The Danish Navy encountered a second problem last week when the crew of the frigate Niels Juel was unable to deactivate the booster of a Harpoon missile during a test. As a result, Copenhagen was forced to bar marine and air traffic in the area around the Korsar naval base, where the ship was docked.

The German Navy likewise encountered problems of its own while operating in the Red Sea last month. The Hessen, a German frigate, reportedly fired at an American Reaper drone, luckily failing to hit its inadvertent target. Apparently, the frigate’s crew received no Identification Friend-or-Foe (IFF) signal, and proceeded to open fire, erroneously assuming the drone had been fired by the Houthis. While the commander of the German Navy, Adm. Jan Christian Kaack, defended the crew for what he termed a “textbook” operation, he apparently did not address the question of why there had been no IFF signal in the first place.

Equipment and operational failures are but a symptom of the challenges facing not only the Danish and German navies but those of other NATO navies as well. Years of underspending on defense generally and on naval forces in particular have left many NATO navies short of both personnel and funding for operations and maintenance. While several countries, notably Germany, have committed to boost their defense spending in the wake of the Russian invasion of Ukraine, it will take years before their fleets could be termed fully capable of carrying out their missions.

The plight of the German Navy is an example of the specific challenges other navies also face. In outlining his priorities for 2024, Kaack assigned primacy to readiness, which he linked to difficulties in recruiting and retaining personnel. As he put it, “staff readiness will be the crucial task in the coming years. It had been extremely unsatisfactory for years and is putting out people under a lot of stress.”

In order to attract more personnel, however, the German military, which is an all-volunteer force, will have to increase both pay and benefits. In so doing, it will cut into the availability of funds for weapons modernization and badly needed upgrades. Moreover, in order to avoid the sort of pitfalls described above, the Germany Navy, like the Danish Navy and other NATO fleets, will have to expend more funds on operations and maintenance, especially for training and more realistic exercises. Again, procurement is likely to suffer as a result.

The problems that NATO navies face are not unique to them. Years of budgetary decline have affected land and air forces as well. Naval forces are especially stressed, however. And with America’s naval forces unable to meet their own growth targets, there is an urgent need for other NATO states to increase their own contributions to the alliance’s maritime deterrent.

It is therefore crucial that European NATO members recognize that even their projected increases in defense spending for the remainder of this decade may not enable their naval forces to recover fully from the many years of neglect since the end of the Cold War.

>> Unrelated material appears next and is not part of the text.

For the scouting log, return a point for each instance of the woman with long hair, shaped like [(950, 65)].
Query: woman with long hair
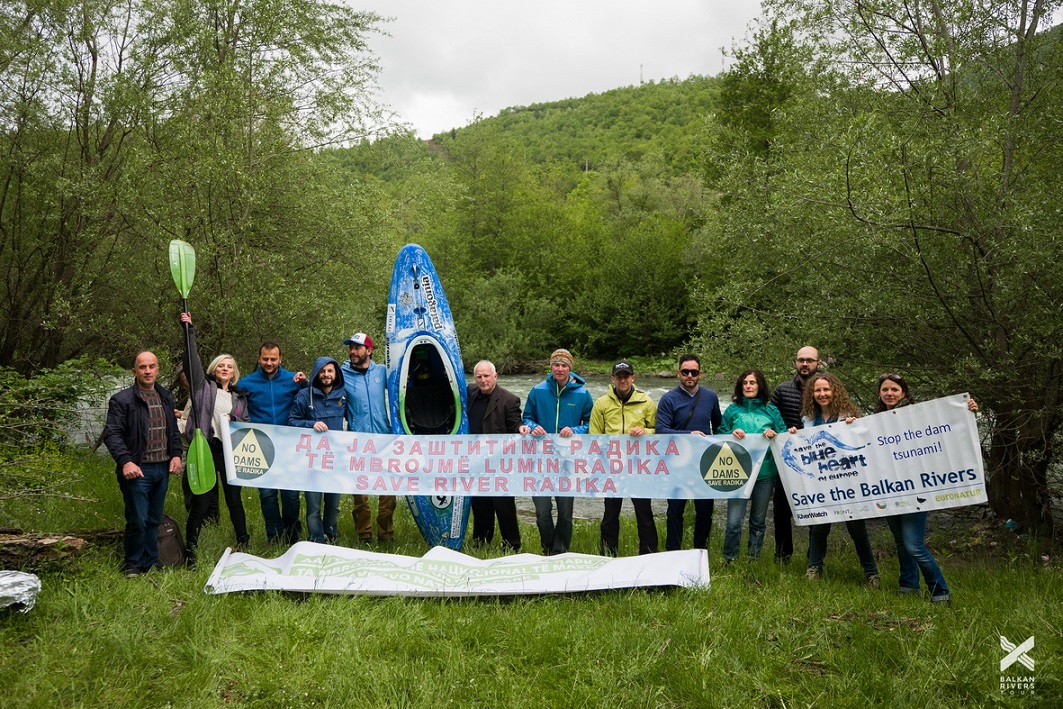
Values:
[(217, 400), (752, 412), (909, 529), (825, 401)]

The Russian threat, and most notably the ongoing battles in the Black Sea, should spur the NATO allies to go beyond just fulfilling their current commitments to increase spending on maritime forces. They should also give serious consideration to allocating additional resources to their naval forces, in order both to modernize ship systems and to recruit and retain the necessary personnel to operate them effectively.

Dov S. Zakheim is a senior adviser at the Center for Strategic and International Studies and vice chairman of the board for the Foreign Policy Research Institute. He was undersecretary of Defense (comptroller) and chief financial officer for the Department of Defense from 2001 to 2004 and a deputy undersecretary of Defense from 1985 to 1987.